Kill-Switch Propagation Testing
Regularly test that halt commands propagate correctly through all subagent layers and parallel orchestration environments, stopping all agent activity within a defined time window.
Objective
Ensure the emergency halt capability established in AGT-008 actually works in complex multi-agent deployments where stop signals must traverse delegation chains and concurrent execution paths.
Maturity Levels
Initial
Kill-switch exists but propagation to subagents is untested; behavior in parallel orchestration is unknown.
Developing
Kill-switch propagation tested manually for simple single-agent deployments but not for multi-agent or parallel configurations.
Defined
Propagation tests are documented and executed for all production agent topologies on a scheduled basis; results are recorded.
Managed
Propagation latency is measured and tracked against an SLA; failures trigger remediation with a documented root cause.
Optimizing
Propagation tests run automatically on every topology change; latency budgets are enforced in CI/CD before agent deployment.
Evidence Requirements
What an auditor or assessor would expect to see for this control.
- —Agent topology map documenting all agent relationships, delegation depths, and parallel execution paths in production
- —Kill-switch propagation test plan with defined SLA (maximum latency from halt command to full cessation)
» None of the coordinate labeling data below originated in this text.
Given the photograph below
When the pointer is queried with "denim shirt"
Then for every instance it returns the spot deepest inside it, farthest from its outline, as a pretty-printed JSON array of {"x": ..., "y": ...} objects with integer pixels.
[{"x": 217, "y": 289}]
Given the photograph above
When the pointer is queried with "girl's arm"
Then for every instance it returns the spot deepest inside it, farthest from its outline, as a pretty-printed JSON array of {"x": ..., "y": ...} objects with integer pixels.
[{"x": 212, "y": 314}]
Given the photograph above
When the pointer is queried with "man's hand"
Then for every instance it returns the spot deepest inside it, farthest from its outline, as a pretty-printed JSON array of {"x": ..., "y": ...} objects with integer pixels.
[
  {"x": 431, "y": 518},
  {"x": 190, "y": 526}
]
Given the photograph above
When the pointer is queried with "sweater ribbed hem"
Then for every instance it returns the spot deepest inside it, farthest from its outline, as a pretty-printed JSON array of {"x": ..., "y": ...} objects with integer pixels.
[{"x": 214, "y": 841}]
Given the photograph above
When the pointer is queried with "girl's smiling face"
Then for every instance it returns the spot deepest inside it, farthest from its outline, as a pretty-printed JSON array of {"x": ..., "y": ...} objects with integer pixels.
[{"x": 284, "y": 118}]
- —Executed test results showing propagation latency, pass/fail status, and coverage of all production topologies
- —Remediation records for any propagation failures, including root cause and fix verification
- —Change-trigger log showing propagation tests were re-executed after topology changes
Implementation Notes
Key steps
- Map every agent topology in production: document which agents can spawn subagents, which run in parallel, and the maximum delegation depth.
- Define a propagation SLA: the maximum elapsed time from halt command issuance to confirmed cessation of all agent activity across all nodes.
- Write test cases that cover: (1) single-agent halt, (2) orchestrator-to-subagent propagation, (3) parallel agent halt, (4) halt during an active tool call or irreversible action.
- Run tests on a scheduled cadence (at minimum quarterly, or after any topology change) and record pass/fail, measured latency, and any agents that failed to halt.
- For agents that interact with external systems, verify that in-flight API calls are either completed cleanly or rolled back — not left in an ambiguous state.
Example Implementation
Enterprise deploying a customer-service orchestrator that spawns research, drafting, and CRM-update subagents
Kill-Switch Propagation Test Results — Q2 2026
Topology tested: Orchestrator → [Research Agent, Drafting Agent] → CRM Update Agent
| Test case | Halt command issued | All agents stopped | Latency | In-flight actions |
|---|---|---|---|---|
| Single agent (Drafting) | 14:02:01 | 14:02:01 | 0.3s | Completed cleanly |
| Orchestrator → 2 subagents | 14:05:00 | 14:05:02 | 2.1s | Research cancelled, Drafting completed |
| Halt during CRM write | 14:08:30 | 14:08:32 | 1.8s | CRM write rolled back |
| Parallel execution (3 agents) | 14:11:00 | 14:11:03 | 2.7s | All stopped |
SLA: 5 seconds. All tests passed. Finding: CRM rollback requires manual verification — add automated confirmation check.